On June 15, 1937 my Grandparents were married.
Yesterday May 7, 2009 my Grandmother went home to be with the Lord.
She spent her life devoted to her savior and I couldn't be happier for her that she is in his loving arms right now.
I was named after my Grandma. Michelle Ruth. When I was a child I hated my middle name. When I was a teenager I realized that it was an honor. I was named after a wonderful woman and couldn't be prouder to share her name.
My Grandparents spent nearly 72 years married to one another. 72 years. That is amazing.

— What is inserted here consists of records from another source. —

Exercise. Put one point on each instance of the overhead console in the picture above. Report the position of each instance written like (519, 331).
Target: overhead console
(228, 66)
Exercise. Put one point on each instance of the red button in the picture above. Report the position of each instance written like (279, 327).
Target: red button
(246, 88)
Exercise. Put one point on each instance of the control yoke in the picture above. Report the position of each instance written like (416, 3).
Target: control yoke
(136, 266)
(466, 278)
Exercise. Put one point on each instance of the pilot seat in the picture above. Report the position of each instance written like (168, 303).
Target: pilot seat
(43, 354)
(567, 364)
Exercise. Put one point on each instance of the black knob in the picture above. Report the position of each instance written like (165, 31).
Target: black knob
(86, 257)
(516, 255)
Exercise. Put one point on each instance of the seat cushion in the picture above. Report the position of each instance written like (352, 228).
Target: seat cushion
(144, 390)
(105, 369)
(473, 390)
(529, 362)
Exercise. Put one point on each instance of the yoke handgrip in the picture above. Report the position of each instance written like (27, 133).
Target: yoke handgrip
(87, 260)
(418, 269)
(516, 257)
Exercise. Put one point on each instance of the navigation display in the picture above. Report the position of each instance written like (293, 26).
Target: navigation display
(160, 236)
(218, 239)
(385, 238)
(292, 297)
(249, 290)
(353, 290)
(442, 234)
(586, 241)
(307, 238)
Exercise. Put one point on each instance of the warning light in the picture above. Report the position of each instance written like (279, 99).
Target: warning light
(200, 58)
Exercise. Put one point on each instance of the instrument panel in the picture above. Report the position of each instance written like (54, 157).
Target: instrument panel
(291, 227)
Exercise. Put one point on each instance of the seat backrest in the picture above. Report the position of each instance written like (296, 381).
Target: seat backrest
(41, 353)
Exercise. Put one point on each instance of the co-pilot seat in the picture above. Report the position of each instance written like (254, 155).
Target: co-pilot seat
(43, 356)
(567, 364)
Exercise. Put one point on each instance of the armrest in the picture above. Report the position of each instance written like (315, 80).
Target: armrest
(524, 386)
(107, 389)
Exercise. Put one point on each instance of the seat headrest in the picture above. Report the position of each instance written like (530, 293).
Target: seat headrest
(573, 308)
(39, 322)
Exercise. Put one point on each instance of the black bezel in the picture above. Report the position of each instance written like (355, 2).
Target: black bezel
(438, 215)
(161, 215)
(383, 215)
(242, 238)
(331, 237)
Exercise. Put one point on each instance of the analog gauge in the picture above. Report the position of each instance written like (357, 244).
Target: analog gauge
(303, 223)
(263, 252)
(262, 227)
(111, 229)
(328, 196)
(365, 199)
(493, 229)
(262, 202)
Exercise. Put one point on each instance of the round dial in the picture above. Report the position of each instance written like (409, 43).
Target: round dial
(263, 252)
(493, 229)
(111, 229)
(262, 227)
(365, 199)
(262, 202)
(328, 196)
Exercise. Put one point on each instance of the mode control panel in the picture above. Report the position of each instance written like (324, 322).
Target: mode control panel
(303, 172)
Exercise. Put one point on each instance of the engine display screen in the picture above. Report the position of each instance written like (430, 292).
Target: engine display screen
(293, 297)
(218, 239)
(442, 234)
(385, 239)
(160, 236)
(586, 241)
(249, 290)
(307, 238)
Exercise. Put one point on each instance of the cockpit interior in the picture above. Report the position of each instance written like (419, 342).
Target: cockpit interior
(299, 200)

When I was a baby I was doted on and much loved by my Grandma. I was the first granddaughter on the Haldy side in roughly 50 years. To say my birth was a big deal is probably an understatement. Sometime in the 60's my grandparents went on vacation and bought a beautiful set of small dollhouse chairs for their first granddaughter. A girl was desperately wanted. I came along and made that dream come true. I was spoiled rotten. There are several pictures of my Grandma going gaga over me when I was small. They then moved very far away and I didn't get to see them much but they always sent cards and letters to let me know they thought of me often. When I was 10 my Dad graduated from the University. It was a big deal so my Grandma flew out for the occasion. That was the last time I saw my Grandma until last fall. 23 years.

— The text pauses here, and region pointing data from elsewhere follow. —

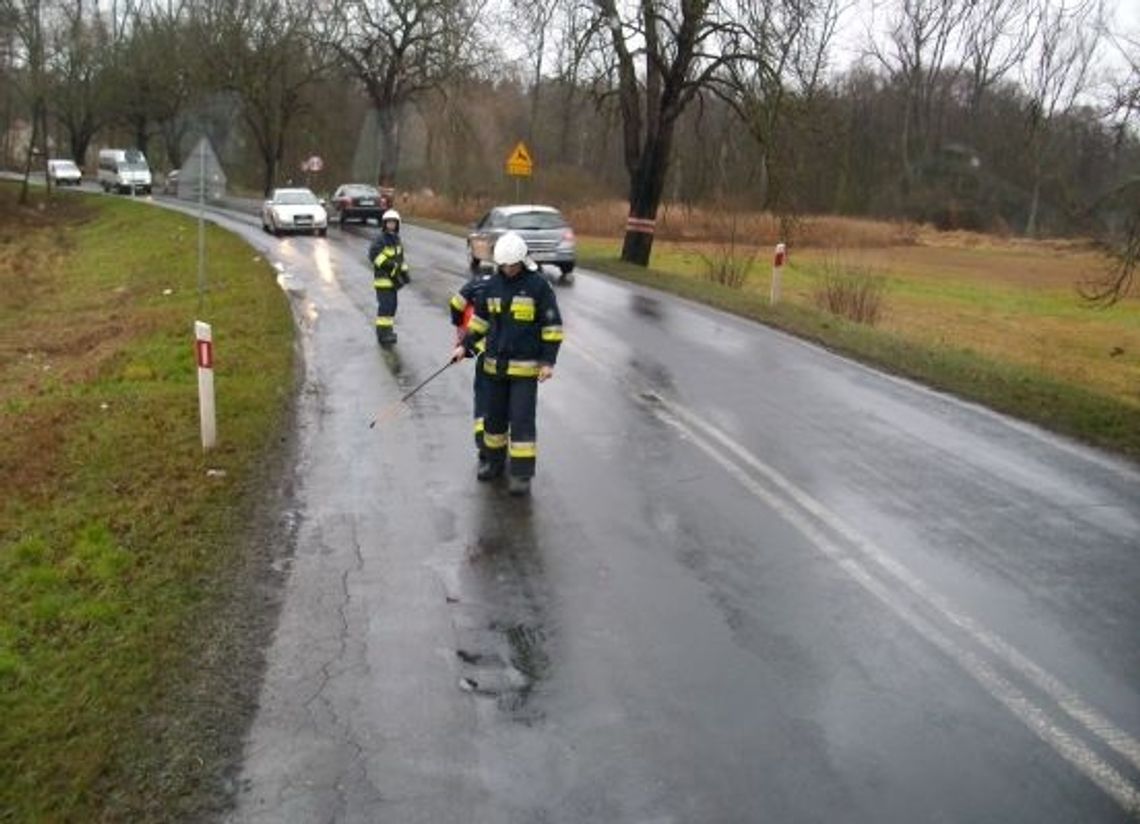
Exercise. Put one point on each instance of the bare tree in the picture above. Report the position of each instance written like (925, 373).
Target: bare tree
(920, 37)
(788, 48)
(1121, 235)
(662, 58)
(26, 19)
(1056, 76)
(80, 83)
(263, 52)
(399, 50)
(537, 16)
(996, 38)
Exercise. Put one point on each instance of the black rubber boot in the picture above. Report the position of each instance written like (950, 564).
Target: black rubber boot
(489, 468)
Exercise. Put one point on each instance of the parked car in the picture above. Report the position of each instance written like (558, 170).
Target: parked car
(294, 210)
(357, 202)
(124, 170)
(548, 236)
(64, 172)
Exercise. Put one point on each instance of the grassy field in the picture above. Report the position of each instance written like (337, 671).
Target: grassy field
(991, 320)
(121, 541)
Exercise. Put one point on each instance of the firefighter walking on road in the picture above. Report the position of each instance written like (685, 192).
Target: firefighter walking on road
(463, 306)
(519, 316)
(390, 272)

I was waiting in the lobby of the nursing home when my Dad and Uncle wheeled my Grandma out. She saw me and very excitingly said my name "Shelly?" and got teary. A lifetime of love flowed through the hug we shared. It was my turn to dote on her. I spent the day at the hospital with her. She couldn't hear well so I wrote notes and she would respond. Mostly she sat and stared at me and smiled. The hospital was chilly and her hands were like ice. I slipped my 50 cent stretchy gloves on her hands and you would have thought I gave her the best present ever. She stared at her hands and thanked me dozens of times. Its the small things I guess. She tried to give them back and I told her I wanted her to keep them. She said she would wear them and think of me. A pair of cheap gloves brought her happiness. I was blessed to spend that time with her and today I will savor every second of our time together and remember a kind woman who was so full of love.